8. Commitments and Contingencies

Leases

The Company leases office space under various non-cancelable operating leases. There have been no material changes to the Company’s leases during the three months ended March 31, 2025. For additional information, please read Note 12, Leases, to the consolidated financial statements in the Company's Annual Report on Form 10-K for the year ended December 31, 2024.

Indemnification Agreements

In the normal course of business, the Company may provide indemnification of varying scope and terms to third parties and enters into commitments and guarantees (“Agreements”) under which it may be required to make payments. The duration of these Agreements varies, and in certain cases, is indefinite. Furthermore, many of these Agreements do not limit the Company’s maximum potential payment exposure.

In addition, the Company has entered into indemnification agreements with members of its board of directors and executive officers that will require the Company, among other things, to indemnify them against certain liabilities that may arise by reason of their status or service as directors or officers.

Through March 31, 2025, the Company has not incurred any material costs as a result of such indemnification obligations. The Company does not believe that the outcome of any claims under indemnification arrangements will have a material effect on its financial position, results of operations or cash flows, and it has not accrued any liabilities related to such obligations in its consolidated financial statements as of March 31, 2025 and December 31, 2024.

Legal Proceedings and Other Contingencies

On May 15, 2024, Tim Presto, individually and in his capacity as Seller Representative of Ryan McClintock, Edward Hames and Tim Presto, the former equity owners (collectively, the “Sellers”) of Kanopy Insurance Center, LLC, One Eight Software, Inc., Parachute Insurance Services Corp., and Policy Fuel, LLC (collectively, the “Acquired Entities”), brought a civil action (the “Delaware Action”) in the Court of Chancery in the State of Delaware (the “Court”) against the Company alleging, among other things, breaches of the 2021 Equity Purchase Agreement governing the Company’s acquisition of the Sellers’ equity interests in the Acquired Entities. On May 1, 2025, the Company agreed to sell to Messrs. Presto and Hames (collectively, the “Buyers”) the right to receive commissions under the remaining property and casualty carrier contracts related to its direct to consumer agency and certain related software and obligations related to that commission stream by entering into and contemporaneously closing a Purchase and Sale Agreement (the “Purchase Agreement”) with the Buyers. Pursuant to the Purchase Agreement, the Company sold Parachute Insurance Services Corp. and One Eighty Software, Inc. (collectively, the “Parachute Companies”) to the Buyers for cash consideration of $0.5 million and entering into a settlement agreement with the Buyers and Mr. McClintock to resolve all disputes and/or claims asserted by Mr. Presto individually and in his capacity as Seller Representative for himself, Mr. Hames and Mr. McClintock and others in the parties’ litigation.

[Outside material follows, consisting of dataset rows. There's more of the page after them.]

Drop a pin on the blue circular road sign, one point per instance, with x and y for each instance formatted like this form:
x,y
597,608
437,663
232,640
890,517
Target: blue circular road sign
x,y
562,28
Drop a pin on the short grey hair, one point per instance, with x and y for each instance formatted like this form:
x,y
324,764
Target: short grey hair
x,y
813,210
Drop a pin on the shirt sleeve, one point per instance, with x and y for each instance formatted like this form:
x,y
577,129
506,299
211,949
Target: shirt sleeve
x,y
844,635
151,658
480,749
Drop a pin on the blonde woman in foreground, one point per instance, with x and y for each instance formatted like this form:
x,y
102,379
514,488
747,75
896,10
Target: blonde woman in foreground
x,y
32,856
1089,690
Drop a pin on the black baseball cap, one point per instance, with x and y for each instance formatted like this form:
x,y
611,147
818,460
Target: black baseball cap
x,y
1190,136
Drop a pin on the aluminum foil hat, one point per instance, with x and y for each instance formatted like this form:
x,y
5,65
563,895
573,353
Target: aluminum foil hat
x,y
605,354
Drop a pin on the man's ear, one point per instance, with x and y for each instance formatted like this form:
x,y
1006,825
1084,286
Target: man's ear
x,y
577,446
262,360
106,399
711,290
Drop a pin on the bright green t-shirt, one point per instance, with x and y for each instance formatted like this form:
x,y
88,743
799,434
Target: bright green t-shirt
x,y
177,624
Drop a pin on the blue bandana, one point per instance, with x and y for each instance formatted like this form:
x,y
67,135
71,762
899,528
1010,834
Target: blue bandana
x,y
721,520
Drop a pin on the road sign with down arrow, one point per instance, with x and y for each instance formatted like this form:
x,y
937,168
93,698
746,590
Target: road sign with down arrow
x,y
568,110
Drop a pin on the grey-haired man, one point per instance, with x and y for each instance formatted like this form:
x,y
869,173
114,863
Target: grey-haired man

In accordance with ASC 450 Contingencies, the Company assesses the probability of realizing a material loss contingency for potential losses at each period end. Based on this assessment, the Company has recorded a legal settlement liability of $8.2 million, representing the difference between the fair value of the commissions receivables, customer contracts and developed technology sold in May 2025 to settle the litigation, and proceeds expected to be received for such assets, of which $7.9 million was recorded as legal settlement expense in the three months ended March 31, 2025.

The Company is from time to time subject to various other legal proceedings and claims, either asserted or unasserted, which arise in the ordinary course of its business. While the outcome of these claims cannot be predicted with certainty, management does not believe, based on its current knowledge, that the outcome of any of these other legal matters will have a material adverse effect on the Company’s consolidated results of operations or financial condition. Notwithstanding the foregoing, the ultimate outcome of any other legal proceedings involves judgments, estimates and inherent uncertainties, and cannot be predicted with certainty. It is possible that an adverse outcome of any matter could be material to the Company's business, financial position, results of operations or cash flows as a whole for any particular reporting period of occurrence. In addition, it is possible that a matter may prompt litigation or additional investigations or proceedings by other government agencies or private litigants.